About the research group
The Computational Neurology Group is a research group at Ruhr University Bochum (RUB), consisting of Prof. Dr. Xenia Kobeleva and her team.
Background
We conduct interdisciplinary research at the intersection between neurology and computational modelling. This is reflected in our unique organizational affiliation, which extends to both RUB’s Faculty of Medicine (primary affiliation) and its Faculty of Computer Science (secondary affiliation).
Based on this dual organizational affiliation, many of our activities are based in RUB’s interdisciplinary Institute for Neural Computation (INI). We are also part of the Bernstein Node Bochum, RUB’s Science Hub Neuroscience, and RUB’s International Graduate School of Neuroscience.
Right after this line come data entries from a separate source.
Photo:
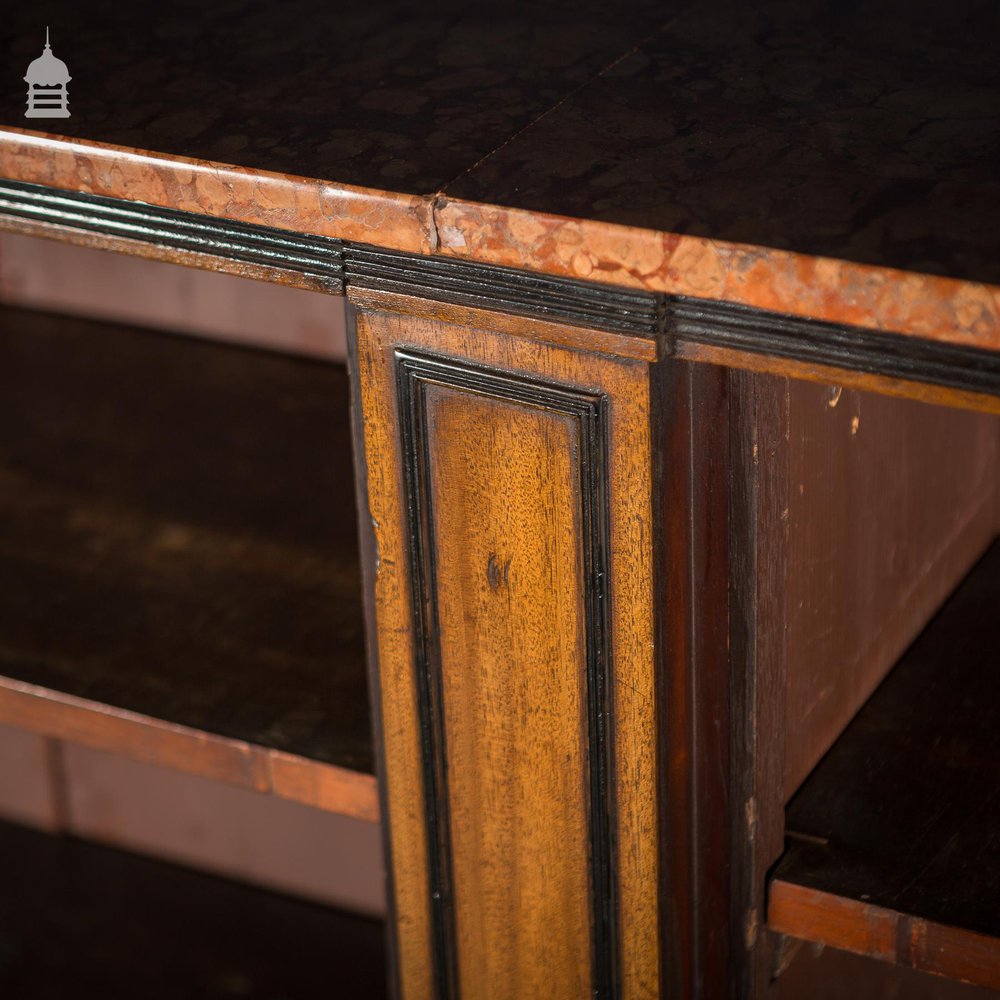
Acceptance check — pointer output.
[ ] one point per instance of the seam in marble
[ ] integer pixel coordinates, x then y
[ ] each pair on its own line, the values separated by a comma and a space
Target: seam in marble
440, 196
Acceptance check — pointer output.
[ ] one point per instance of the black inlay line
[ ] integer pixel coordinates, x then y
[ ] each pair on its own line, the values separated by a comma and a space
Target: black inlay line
723, 324
415, 371
663, 319
315, 256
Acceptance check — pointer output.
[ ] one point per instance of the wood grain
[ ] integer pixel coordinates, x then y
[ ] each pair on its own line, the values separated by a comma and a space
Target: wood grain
758, 547
510, 600
488, 730
77, 919
888, 503
179, 556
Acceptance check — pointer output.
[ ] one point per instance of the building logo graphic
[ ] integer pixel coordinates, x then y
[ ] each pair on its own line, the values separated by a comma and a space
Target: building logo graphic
47, 78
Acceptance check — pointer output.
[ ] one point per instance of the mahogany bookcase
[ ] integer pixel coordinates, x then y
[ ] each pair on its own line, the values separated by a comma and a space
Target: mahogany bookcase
653, 516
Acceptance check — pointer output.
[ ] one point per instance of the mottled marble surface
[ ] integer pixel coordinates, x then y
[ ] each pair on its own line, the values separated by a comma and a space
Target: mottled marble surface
386, 94
865, 131
837, 161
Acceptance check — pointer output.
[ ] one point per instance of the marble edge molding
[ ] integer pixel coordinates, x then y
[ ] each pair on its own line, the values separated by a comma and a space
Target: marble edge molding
237, 194
887, 300
883, 299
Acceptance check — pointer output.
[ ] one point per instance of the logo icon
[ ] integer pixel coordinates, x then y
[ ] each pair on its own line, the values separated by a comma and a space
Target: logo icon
47, 77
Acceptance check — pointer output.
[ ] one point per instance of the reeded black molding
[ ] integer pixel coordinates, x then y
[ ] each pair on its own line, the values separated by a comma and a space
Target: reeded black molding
316, 256
414, 372
503, 289
656, 317
724, 324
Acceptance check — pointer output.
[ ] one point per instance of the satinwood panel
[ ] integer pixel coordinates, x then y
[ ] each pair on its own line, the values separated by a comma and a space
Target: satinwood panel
510, 496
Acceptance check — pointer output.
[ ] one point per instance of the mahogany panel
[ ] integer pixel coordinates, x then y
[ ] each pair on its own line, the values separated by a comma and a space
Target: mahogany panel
888, 503
893, 840
431, 392
504, 494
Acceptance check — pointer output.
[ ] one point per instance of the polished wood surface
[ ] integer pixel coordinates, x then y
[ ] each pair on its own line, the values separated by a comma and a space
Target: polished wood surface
168, 595
503, 488
495, 630
892, 847
82, 920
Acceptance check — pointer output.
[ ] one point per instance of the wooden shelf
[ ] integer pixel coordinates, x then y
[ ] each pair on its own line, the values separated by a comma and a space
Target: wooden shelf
894, 839
78, 919
178, 557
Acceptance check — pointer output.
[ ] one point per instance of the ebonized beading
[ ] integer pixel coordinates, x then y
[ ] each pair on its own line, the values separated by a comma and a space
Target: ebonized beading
666, 319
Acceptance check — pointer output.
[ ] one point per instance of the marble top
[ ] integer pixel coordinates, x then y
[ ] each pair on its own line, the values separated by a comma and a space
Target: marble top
838, 161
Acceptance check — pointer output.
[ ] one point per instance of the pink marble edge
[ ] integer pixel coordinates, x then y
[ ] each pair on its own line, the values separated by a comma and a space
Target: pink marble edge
881, 298
299, 204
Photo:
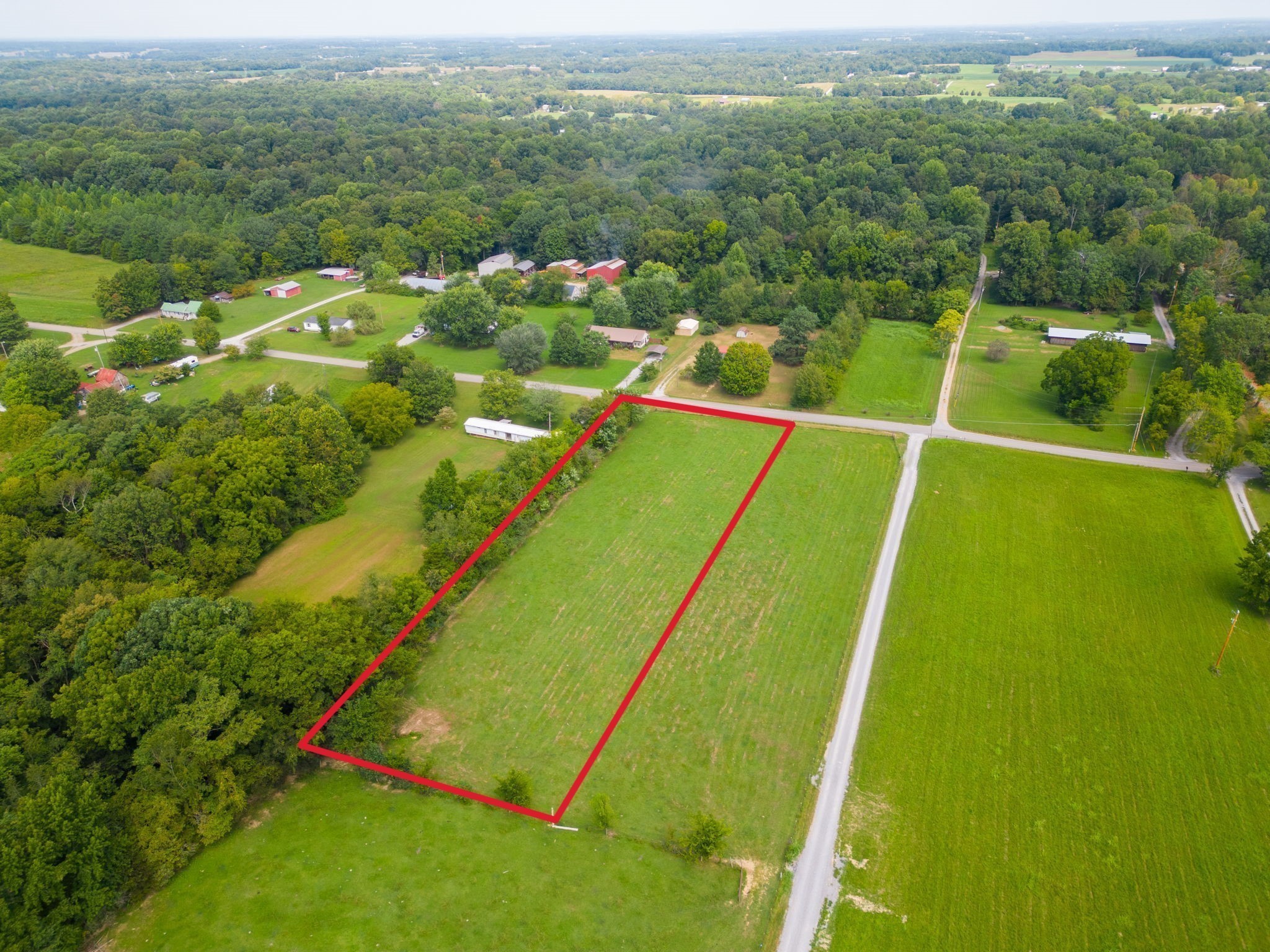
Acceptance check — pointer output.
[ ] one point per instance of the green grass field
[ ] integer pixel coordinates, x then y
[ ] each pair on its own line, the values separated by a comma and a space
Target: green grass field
401, 315
1095, 60
1046, 760
1259, 498
340, 866
893, 374
51, 286
213, 380
58, 337
732, 720
380, 530
978, 79
1006, 398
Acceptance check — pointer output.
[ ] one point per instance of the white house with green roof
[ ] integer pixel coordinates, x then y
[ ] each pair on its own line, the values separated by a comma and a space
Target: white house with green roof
180, 311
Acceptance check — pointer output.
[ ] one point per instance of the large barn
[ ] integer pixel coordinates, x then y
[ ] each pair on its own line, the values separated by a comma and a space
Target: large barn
1066, 337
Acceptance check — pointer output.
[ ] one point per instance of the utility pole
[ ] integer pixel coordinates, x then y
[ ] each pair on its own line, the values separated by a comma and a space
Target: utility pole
1217, 668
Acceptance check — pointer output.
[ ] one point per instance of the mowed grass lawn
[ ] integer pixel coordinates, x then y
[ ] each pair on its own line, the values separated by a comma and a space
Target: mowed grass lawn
380, 528
402, 314
732, 719
1046, 760
1006, 398
52, 286
215, 377
342, 866
893, 374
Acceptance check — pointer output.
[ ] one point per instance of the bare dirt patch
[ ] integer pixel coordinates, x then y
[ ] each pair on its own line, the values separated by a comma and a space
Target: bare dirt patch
429, 724
753, 876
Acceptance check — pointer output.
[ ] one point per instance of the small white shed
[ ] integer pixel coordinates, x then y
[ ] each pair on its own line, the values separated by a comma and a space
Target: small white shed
502, 430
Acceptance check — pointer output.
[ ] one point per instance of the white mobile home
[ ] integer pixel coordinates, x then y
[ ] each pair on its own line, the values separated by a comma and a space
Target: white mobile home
502, 430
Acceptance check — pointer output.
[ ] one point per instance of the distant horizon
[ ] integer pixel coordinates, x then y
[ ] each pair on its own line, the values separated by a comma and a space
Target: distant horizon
120, 24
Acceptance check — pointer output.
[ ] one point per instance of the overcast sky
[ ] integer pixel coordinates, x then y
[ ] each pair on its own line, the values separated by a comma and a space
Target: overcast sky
102, 19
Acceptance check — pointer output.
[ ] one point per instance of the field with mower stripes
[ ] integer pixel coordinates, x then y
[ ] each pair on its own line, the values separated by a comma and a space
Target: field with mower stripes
732, 721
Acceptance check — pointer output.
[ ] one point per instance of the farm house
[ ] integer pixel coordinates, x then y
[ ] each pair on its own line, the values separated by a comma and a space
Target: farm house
630, 338
287, 288
502, 430
495, 263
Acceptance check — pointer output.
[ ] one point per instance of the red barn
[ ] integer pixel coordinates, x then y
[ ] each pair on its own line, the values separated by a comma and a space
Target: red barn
287, 288
609, 271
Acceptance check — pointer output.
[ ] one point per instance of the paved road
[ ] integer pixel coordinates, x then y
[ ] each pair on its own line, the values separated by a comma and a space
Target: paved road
814, 881
1162, 319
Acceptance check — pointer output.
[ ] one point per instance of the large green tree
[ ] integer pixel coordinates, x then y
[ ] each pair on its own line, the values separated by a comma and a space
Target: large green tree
500, 394
745, 368
1088, 377
431, 387
464, 315
521, 347
380, 413
38, 375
Our team is young, motivated, international, and genuinely interdisciplinary, bringing together expertise from medicine, neuroscience, mathematics/quantitative sciences, and psychology. Besides a direct connection to clinical neurology, we are intensively collaborating with leading experts for mathematics and computer science.
Research questions
In the Computational Neurology Group, we investigate clinically relevant questions in the field of neuropsychiatry (especially questions about neurodegenerative diseases) using computational approaches. In doing so, we bridge clinical neuroscience (neurostimulation, symptoms, networks and treatment of neurodegenerative diseases) and computational neuroscience (whole-brain network neural modeling, parameter inference, control theory), contributing to a growing body of translational research that connects computational methods to real-world clinical data and patient-oriented questions.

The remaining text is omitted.